Unfortunately Ollama and vLLM are therefore incomparable at the moment, because vLLM does not support these models yet.

https://github.com/vllm-project/vllm/issues/16856

10. GordonS ◴[] No.43744110[source]
I tried sillytavern a few weeks ago... wow, that is an "interesting" UI! I blundered around for a while, couldn't figure out how to do anything useful... and then installed LM Studio instead.
replies(1): >>43744434 #
11. imtringued ◴[] No.43744434{3}[source]
I personally thought the lorebook feature was quite neat and then quickly gave up on it because I couldn't get it to trigger, ever.

Whatever those keyword things are, they certainly don't seem to be doing any form of RAG.

12. mitjam ◴[] No.43744759[source]
Afaik vllm is for concurrent serving with batched inference for higher throughput, not single-user inference. I doubt inference throughput is higher with single prompts at a time than Ollama. Update: this is a good Intro to continuous batching in llm inference: https://www.anyscale.com/blog/continuous-batching-llm-infere...
replies(1): >>43744907 #
13. Der_Einzige ◴[] No.43744902[source]
Running any HF model on vllm is as simple as pasting a model name into one command in your terminal.
replies(2): >>43745811 #>>43752405 #
14. Der_Einzige ◴[] No.43744907{3}[source]
It is much faster on single prompts than ollama. 3X is not unheard of
15. Der_Einzige ◴[] No.43744916[source]
It supports more sampler and other settings than anyone else.
16. Zambyte ◴[] No.43745811{3}[source]
What command is it? Because that was not at all my experience.
replies(1): >>43747190 #
17. Der_Einzige ◴[] No.43747190{4}[source]
Vllm serve… huggingface gives run instructions for every model with vllm on their website.
replies(1): >>43747243 #
18. Zambyte ◴[] No.43747243{5}[source]
How do I serve multiple models?

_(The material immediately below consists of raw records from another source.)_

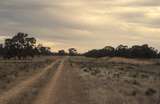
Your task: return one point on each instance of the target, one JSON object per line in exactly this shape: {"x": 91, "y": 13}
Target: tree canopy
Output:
{"x": 22, "y": 46}
{"x": 136, "y": 51}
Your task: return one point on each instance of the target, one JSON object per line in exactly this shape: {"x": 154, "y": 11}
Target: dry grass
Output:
{"x": 121, "y": 80}
{"x": 14, "y": 71}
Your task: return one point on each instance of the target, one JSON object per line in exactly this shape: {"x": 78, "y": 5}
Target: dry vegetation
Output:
{"x": 14, "y": 71}
{"x": 120, "y": 80}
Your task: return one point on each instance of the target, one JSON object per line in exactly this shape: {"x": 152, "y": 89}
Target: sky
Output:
{"x": 83, "y": 24}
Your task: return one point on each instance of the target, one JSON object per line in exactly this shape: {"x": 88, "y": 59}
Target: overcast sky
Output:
{"x": 83, "y": 24}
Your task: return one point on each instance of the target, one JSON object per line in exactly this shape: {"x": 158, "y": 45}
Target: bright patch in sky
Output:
{"x": 83, "y": 24}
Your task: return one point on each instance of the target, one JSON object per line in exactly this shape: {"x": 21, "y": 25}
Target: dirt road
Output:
{"x": 58, "y": 83}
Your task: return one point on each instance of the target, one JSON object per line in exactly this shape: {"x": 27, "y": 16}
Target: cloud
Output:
{"x": 83, "y": 24}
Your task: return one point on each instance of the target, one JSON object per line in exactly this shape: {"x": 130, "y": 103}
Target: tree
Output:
{"x": 72, "y": 51}
{"x": 22, "y": 46}
{"x": 61, "y": 53}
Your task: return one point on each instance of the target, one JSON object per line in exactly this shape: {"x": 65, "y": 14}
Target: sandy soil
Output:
{"x": 80, "y": 80}
{"x": 58, "y": 83}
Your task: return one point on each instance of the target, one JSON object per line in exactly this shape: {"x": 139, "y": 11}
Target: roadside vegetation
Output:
{"x": 21, "y": 46}
{"x": 136, "y": 51}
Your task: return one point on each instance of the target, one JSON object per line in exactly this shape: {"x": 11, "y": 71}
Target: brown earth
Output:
{"x": 58, "y": 83}
{"x": 80, "y": 80}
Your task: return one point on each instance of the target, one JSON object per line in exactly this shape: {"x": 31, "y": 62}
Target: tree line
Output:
{"x": 136, "y": 51}
{"x": 22, "y": 46}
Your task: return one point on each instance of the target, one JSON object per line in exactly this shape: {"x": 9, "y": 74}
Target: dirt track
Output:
{"x": 56, "y": 84}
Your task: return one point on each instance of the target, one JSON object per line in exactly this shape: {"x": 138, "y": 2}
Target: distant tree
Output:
{"x": 72, "y": 51}
{"x": 22, "y": 46}
{"x": 61, "y": 53}
{"x": 122, "y": 51}
{"x": 135, "y": 51}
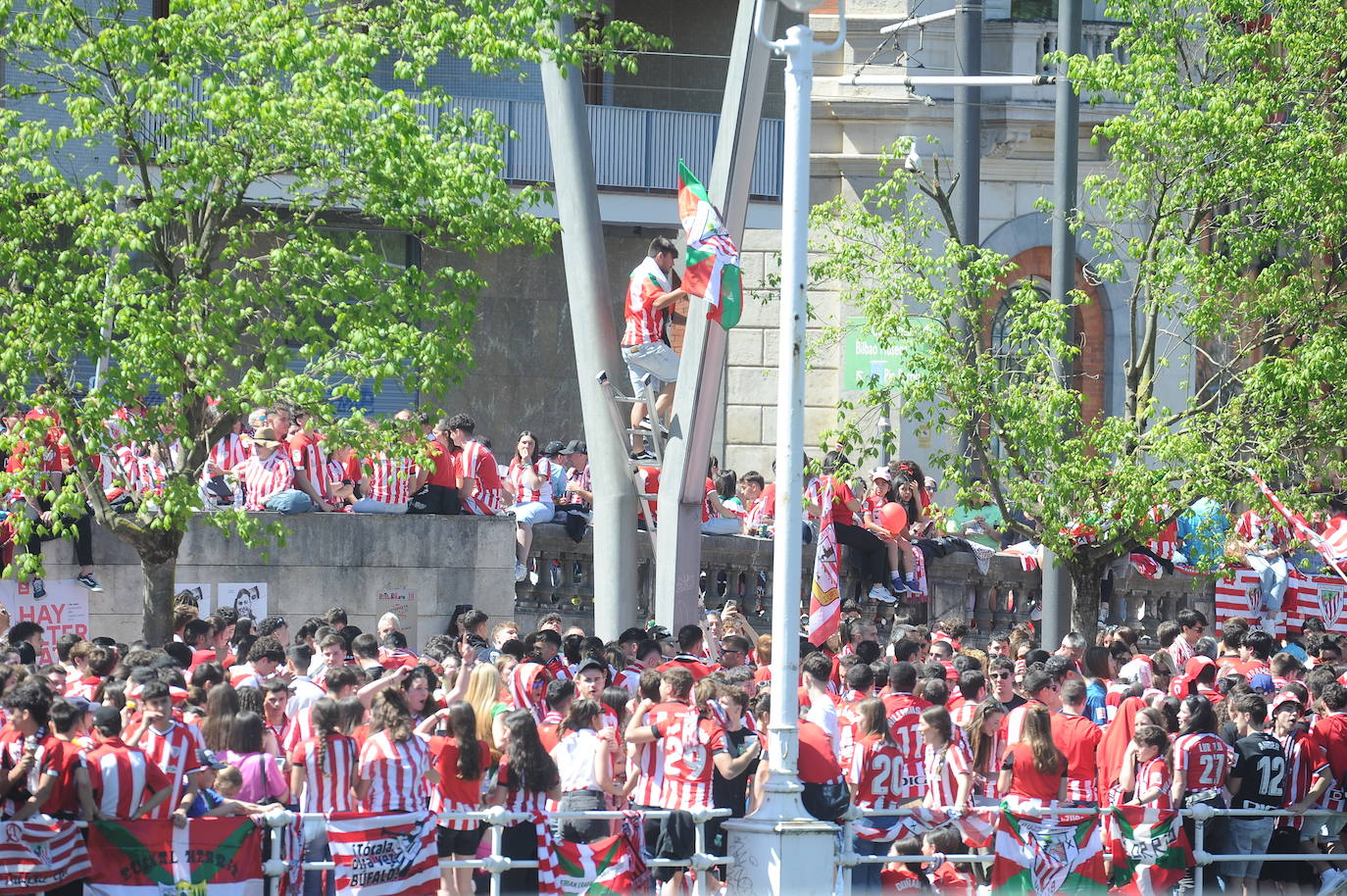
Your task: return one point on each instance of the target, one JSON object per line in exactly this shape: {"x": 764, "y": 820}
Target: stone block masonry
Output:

I can pick from dozens of models that I have downloaded through Open WebUI.
19. prometheon1 ◴[] No.43749101[source]
From the HN guidelines: https://news.ycombinator.com/newsguidelines.html

> Be kind. Don't be snarky.

> Please don't post shallow dismissals, especially of other people's work.

In my opinion, your comment is not in line with the guidelines. Especially the part about sillytavern being the only LLM frontend that matters. Telling the devs of any LLM frontend except sillytavern that their app doesn't matter seems exactly like a shallow dismissal of other people's work to me.

20. iAMkenough ◴[] No.43752405{3}[source]
Had to build it from source to run on my Mac, and the experimental support doesn't seem to include these latest Gemma 3 QAT models on Apple Silicon.